Piyawathie, who weaves coir in Pereliya, is one
of the few villagers who has already received a permanent house.
‘Yes, I have got a house,’ she admitted grudgingly. ‘But it
hasn’t been plastered yet. Neighbouring houses have been
plastered.’
This phenomenon is a tragedy in itself. In the
heat of the moment, people are trying to grab what they can. Is
it their fault? Maybe not.
Poverty
Poverty can drive people to desperation. In the
aftermath of the tsunami, Sri Lanka’s poor have spotted an
opportunity to thrust themselves into a different league. They
are afraid to say they have got enough. They compare their
situations with others around them, carefully measuring and
assessing. Jealousies abound. To revile their actions would be
to overlook the true nature of poverty.
Meanwhile, inhabitants of villages bordering
tsunami-affected areas are also worried. ‘We are poor too,’ they
assert. ‘Why is assistance being given only to tsunami areas?’
Optimists
Then, there are the optimists. Piyal Gunarathna
is the proprietor of Nippon Villa. He refuses to be defeated.
Gunarathna’s hotel cum guest house is literally on the beach. A
short walk and the waves are lapping at your feet.
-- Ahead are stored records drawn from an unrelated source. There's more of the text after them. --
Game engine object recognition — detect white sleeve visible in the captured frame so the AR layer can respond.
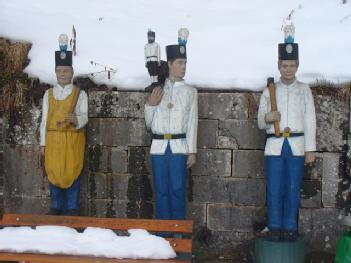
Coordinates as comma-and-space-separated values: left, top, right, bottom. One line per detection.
257, 88, 270, 130
186, 90, 198, 153
145, 104, 157, 129
144, 44, 147, 63
157, 44, 161, 62
39, 90, 49, 146
76, 90, 88, 130
304, 86, 316, 152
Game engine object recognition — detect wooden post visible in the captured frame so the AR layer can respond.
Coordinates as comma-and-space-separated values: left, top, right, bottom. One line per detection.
267, 78, 280, 137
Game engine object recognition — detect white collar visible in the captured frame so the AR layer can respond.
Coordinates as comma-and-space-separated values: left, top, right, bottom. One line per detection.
166, 78, 184, 87
279, 78, 297, 88
56, 83, 73, 90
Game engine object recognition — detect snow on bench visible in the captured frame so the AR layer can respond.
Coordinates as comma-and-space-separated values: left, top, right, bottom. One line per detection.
0, 214, 192, 263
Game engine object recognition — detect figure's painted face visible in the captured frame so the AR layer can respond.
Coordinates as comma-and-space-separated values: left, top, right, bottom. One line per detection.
55, 66, 73, 87
168, 58, 187, 79
278, 60, 299, 81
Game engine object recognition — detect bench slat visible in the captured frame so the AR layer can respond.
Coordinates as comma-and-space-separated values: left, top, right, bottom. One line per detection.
0, 214, 193, 234
0, 252, 191, 263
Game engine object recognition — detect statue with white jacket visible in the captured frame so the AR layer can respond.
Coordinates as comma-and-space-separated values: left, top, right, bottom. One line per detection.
258, 25, 316, 241
145, 29, 198, 223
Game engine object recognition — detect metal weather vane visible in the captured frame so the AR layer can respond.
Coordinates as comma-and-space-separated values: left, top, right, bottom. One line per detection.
89, 60, 117, 80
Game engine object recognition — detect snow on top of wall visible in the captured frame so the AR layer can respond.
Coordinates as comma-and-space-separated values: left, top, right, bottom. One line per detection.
0, 0, 351, 90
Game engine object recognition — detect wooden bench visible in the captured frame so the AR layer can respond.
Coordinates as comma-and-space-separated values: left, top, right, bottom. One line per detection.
0, 214, 193, 263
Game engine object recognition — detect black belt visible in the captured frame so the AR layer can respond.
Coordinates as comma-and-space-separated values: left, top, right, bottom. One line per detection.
152, 133, 186, 140
266, 132, 304, 138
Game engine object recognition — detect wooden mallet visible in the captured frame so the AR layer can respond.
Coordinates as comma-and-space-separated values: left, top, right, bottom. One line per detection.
267, 77, 280, 137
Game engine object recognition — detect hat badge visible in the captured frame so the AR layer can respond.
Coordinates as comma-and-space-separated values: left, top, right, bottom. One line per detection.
179, 46, 185, 54
285, 44, 294, 54
60, 51, 67, 60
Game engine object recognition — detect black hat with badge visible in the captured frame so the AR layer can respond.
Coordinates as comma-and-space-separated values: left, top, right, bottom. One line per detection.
55, 34, 72, 66
278, 20, 299, 60
278, 43, 299, 60
166, 28, 189, 61
147, 29, 155, 38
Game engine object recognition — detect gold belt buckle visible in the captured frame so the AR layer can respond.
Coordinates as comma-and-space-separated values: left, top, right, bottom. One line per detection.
163, 133, 172, 140
283, 127, 290, 138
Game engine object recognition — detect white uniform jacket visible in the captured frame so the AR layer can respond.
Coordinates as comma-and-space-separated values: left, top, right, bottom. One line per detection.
144, 42, 161, 63
40, 84, 88, 146
258, 80, 316, 156
145, 79, 198, 154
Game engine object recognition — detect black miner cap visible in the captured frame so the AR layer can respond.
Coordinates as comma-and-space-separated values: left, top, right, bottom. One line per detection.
278, 43, 299, 60
55, 50, 72, 66
166, 45, 186, 61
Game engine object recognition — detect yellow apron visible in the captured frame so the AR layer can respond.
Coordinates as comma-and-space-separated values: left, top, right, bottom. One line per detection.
45, 87, 85, 189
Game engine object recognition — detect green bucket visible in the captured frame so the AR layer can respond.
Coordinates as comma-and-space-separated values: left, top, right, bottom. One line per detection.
255, 237, 305, 263
335, 233, 351, 263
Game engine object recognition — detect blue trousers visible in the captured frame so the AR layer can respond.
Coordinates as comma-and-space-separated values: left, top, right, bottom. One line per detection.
266, 139, 305, 231
49, 176, 80, 211
151, 144, 187, 219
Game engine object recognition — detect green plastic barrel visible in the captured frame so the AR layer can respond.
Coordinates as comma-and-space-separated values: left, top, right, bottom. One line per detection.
335, 233, 351, 263
255, 237, 305, 263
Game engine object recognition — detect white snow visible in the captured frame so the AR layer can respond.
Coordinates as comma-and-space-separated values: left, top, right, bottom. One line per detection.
0, 0, 351, 90
0, 226, 176, 259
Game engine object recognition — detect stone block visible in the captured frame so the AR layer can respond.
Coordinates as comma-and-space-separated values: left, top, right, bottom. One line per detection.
199, 92, 248, 120
232, 150, 265, 178
197, 120, 218, 148
219, 120, 265, 150
89, 91, 148, 119
87, 118, 151, 147
207, 204, 267, 232
192, 176, 266, 206
191, 149, 232, 176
He built the
hotel with money collected during a three-year stint in Japan.
When it was smashed in the tsunami and the tourists fled,
Gunarathna cancelled staff holidays and instructed them to
prepare for relief workers.
‘You may criticise me,’ he said. ‘But I’m a
businessman. I have salaries to pay.’
Today, Gunarathna is confronted with a
complicated dilemma -- one that all landowners along the coast
face. Their once juicy plots of land have been dramatically
devalued by banks. The government’s buffer zone policy has
slammed them where it hurts most.
‘I want a loan,’ Gunarathna explained. ‘I need
to get new furniture and bedding. My cutlery and crockery are
not suitable. I have to upgrade my hotel. Despite owning prime
property, the banks are refusing me money. They say my land has
no collateral value.’
‘The government is providing grants to tsunami
victims,’ he said. ‘Why won’t they help me? I’m an employer and
so many people are receiving indirect benefits from my hotel.
The laundrymen, the fruits and vegetables suppliers, the
fishermen.’
Back at the divisional secretariat, Piyaratne
toils on in her stuffy room. There are problems to be solved.
Many more transit houses need building, essential documentation
has to be sorted out, approvals and permits must be granted for
countless programmes and projects. There’s no knowing when the
workload will lessen. Not soon. That’s for sure.